Hertog Jan at Botanic
Interview
Gert De Mangeleer: “De la nécessité de se remettre toujours en question…”
On connait Gert De Mangeleer comme un chef aussi inspiré que créatif, qui poursuit son cheminement personnel sans jamais se laisser détourner de la voie qu’il s’est tracé. Avec son compagnon de route Joachim Boudens, il a réussi en moins de sept ans à atteindre les sommets de la gastronomie mondiale, avec une première étoile au Michelin en 2006, la seconde en 2009 et enfin, la troisième en 2011.
Des maîtres?
Gert: “Je n’ai en fait aucun maître véritable, j’ai toujours suivi mes propres idées et balisé ma propre route. J’ai néanmoins le plus grand respect pour des personnalités comme Jonnie Boer et Michel Bras..”
L’inspiration?
“Je la trouve dans la nature, dans le produit, dans les légumes, les fleurs et les herbes que nous cultivons nous-mêmes. A un moment donné, je décide de travailler sur une nouvelle préparation. Parfois, les choses coulent de source. Quelques instants de réflexion et deux ou trois jours plus tard, la recette est sur papier. Mais parfois, les choses ne se passent pas aussi facilement, même au bout de deux ou trois semaines. C’est alors que, dans une deuxième phase, je me mets à cuisiner ou, plus exactement, j’essaye les nouveaux accords sur lesquels j’ai décidé de me concentrer. Parfois, cela fonctionne, parfois non… Si tout va bien j’essaye de parfaire la préparation. A nouveau sur le papier. Enfin, dans une troisième et dernière phase, je tente de définir les proportions exactes. Quand celles-ci sont établies, la préparation est au point...”
Un style propre?
“La simplicité, dans le respect des saveurs naturelles. ”
Les Maîtres Cuisiniers, millésime 2013
« Je suis un artisan, un entrepreneur et un enseignant par rapport à mon équipe. Celle-ci est relativement jeune et le rire et la dérision ne sont pas absents de nos rapports de travail mais jamais pendant le service. A partir du moment où le premier bon rentre en cuisine, jusqu’au moment où l’on envoie la dernière commande, chacun à le devoir de se concentrer au maximum sur sa tâche. En cas de problème, quand un chef commence à écumer pendant cinq minutes, il perd son service de vue. Il est nettement plus constructif de garder son calme et d’essayer de comprendre comment éviter que la faute ne se reproduise.

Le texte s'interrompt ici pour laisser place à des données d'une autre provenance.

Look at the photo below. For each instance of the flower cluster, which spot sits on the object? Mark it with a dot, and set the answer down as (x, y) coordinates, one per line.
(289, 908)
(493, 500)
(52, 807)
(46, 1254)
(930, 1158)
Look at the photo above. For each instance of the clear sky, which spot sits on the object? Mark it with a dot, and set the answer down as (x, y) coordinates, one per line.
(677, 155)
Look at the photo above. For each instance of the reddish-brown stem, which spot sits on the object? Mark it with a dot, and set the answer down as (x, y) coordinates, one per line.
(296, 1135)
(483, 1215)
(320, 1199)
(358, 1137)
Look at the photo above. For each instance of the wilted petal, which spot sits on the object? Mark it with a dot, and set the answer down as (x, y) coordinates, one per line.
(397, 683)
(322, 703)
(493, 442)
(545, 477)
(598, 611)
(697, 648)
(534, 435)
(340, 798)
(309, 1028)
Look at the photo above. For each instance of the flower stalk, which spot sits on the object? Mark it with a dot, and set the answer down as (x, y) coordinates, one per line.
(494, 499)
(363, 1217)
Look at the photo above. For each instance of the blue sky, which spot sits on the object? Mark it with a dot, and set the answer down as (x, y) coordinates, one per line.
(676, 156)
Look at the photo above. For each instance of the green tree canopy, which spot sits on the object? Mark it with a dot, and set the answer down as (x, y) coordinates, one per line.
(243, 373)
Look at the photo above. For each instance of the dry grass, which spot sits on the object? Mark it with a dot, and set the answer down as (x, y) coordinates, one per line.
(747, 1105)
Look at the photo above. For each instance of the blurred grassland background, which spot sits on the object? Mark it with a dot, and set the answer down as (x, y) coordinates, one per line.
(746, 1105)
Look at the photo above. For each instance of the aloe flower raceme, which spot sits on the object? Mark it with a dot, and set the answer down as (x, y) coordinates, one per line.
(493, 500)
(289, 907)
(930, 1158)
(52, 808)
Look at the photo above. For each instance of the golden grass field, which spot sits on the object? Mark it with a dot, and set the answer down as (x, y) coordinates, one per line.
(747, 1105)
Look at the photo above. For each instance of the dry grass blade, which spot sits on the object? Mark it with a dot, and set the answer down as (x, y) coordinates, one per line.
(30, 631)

Le “secret” de la réussite?
“Toujours se remettre en question et travailler dur, avec le sens de l’économie et dans le respect des normes d’hygiène les plus strictes. Je veux mettre la barre toujours plus haut et ceci constitue un défi fantastique. Personne ne remarque les petites erreurs, mais le fait que, moi, je les constate, me suffit… Je ne veux pas qu’il y ait de fautes. Je sais que ce perfectionnisme est le point fort de l’Hertog Jan. C’est grâce à cette détermination que nous sommes arrivés où nous sommes!”
Le produit
“Je suis fou des produits que je cultive moi-même. Chaque jour j’aspire à en apprendre un peu plus sur la manière de travailler les légumes, afin d’en tirer le meilleur. Grâce à nos propres cultures, je dispose deux fois par jour de produits absolument frais. «
Les techniques de base
“La combinaison de la tradition et du modernisme constitue pour moi le défi suprême, pour autant que la saveur de base des produits soit préservée…”
Evolution?
“Comme je vois les choses pour l’instant, la gastronomie de haut vol va encore plus creuser ses racines et en sortir de nouvelles recette créatives. La tendance est à une cuisine de plus en plus saine, raffinée, savoureuse et légère.”
Le point qui fait mal?
“Les charges salariales. Celles-ci doivent diminuer ou être réparties de manière différente. Il faudrait réfléchir au fait que nous devons combiner des heures productives et non productives. Il n’y a pas de solution à ce problème pour le moment.”
Le défi à relever?
“Je suis un perfectionniste et un accro du contrôle. Tenter tous les jours de faire mieux que la veille constitue un défi, une forme de sport et une motivation permanente à laquelle je ne peux pas résister.